Wajah mungil itu membuatku tersenyum sendiri. Senyum manisnya, semanis senyum ibunya. Aku betah bersamanya hari itu. Ah, Rino, lelaki itu, harusnya kugebuk saat di warung kopi.
"Kok cemberut?" tanya temanku.
"Kamu sakit gigi?" tanyaku.
"Pakai nanya," jawabnya.
"Oh, maaf," aku tertawa kecil.
Aku baru ingat, pukulan telak waktu itu penyebabnya.
"Aku mencintainya," kataku kemudian.
"Aku tahu yang kamu pikirkan," lanjutku saat temanku itu hendak berbicara.

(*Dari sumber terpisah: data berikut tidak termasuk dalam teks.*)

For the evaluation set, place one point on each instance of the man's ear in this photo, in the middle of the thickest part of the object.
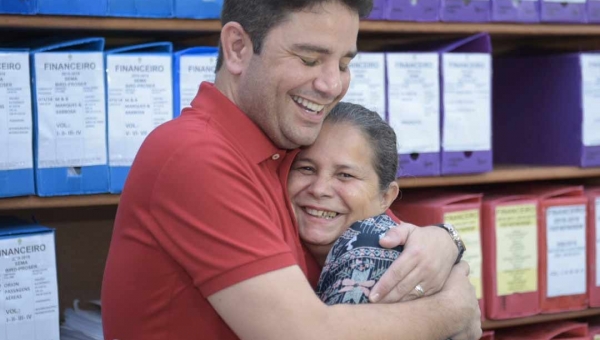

Aku kembali terdiam. Ada bongkahan kesepian merusak hariku. Aku hanya jatuh cinta, tapi seolah dunia tidak menghendaki. Aku mencoba menerima kenyataan, meskipun belum kusampaikan cintaku. Setidaknya, Putri merasakan kehadiranku.
"Dilan sudah menceritakannya," suara Putri tiba-tiba terdengar.
Ia berhasil membuatku malu. Aku mencoba mengalahkan rasa maluku. Secepat kilat, kupetik bunga di taman dekat tempatku duduk. Aku yakin, ia menerimaku.